Death of mining sparks tourism boom
Most of those who attend the ghost nights are not from Herberton, with people even coming as far afield as Townsville to hear the town’s stories.
“It’s important for us to bring people into the town,” Mr Searston said.
“Since 1985, the tin mining economy [has] collapsed, therefore the [local] economy went back into doldrums.
“Since then, to give town purpose and revitalise it, we’ve paid a lot of attention to historic and heritage opportunities we have.
“We have to make Herberton a destination as a town as well as for its history.”
Mr Searston said the town currently gets about 40,000 visitors each year, but they want more.

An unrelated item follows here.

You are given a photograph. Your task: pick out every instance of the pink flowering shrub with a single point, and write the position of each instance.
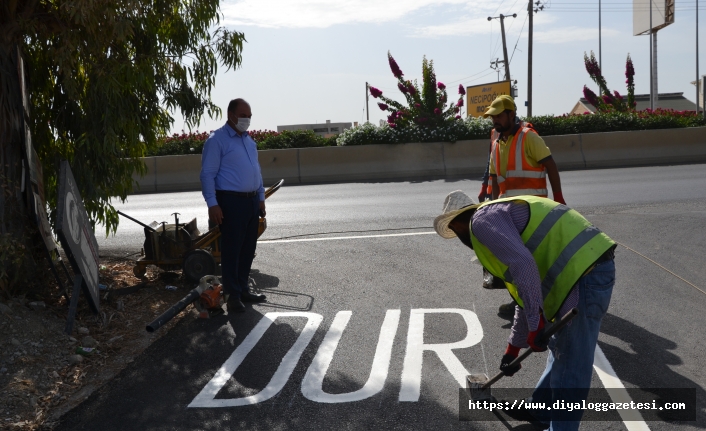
(609, 102)
(425, 106)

“We want to lift [the numbers] higher and the ghost stories are one way of doing that,” he said.
‘Audience became hooked’
Mr Searston said moves were underway to publish a second volume of a diary-style book, bringing the town’s legends, like Bill ‘Girlie’ Smith, back to life.
He is editing Ghosts of a Mining Town.
The books and subsequent tourism push began when he and his wife started researching the lives of the town’s legends to satisfy public curiosity.
“Originally the stories were just good yarns, remembrances of people and family stories, but we found after a couple of presentations the audience became very hooked on real life stories,” he said.
“The stories are as authentic and detailed as we can make them and that’s what has struck a chord with people.”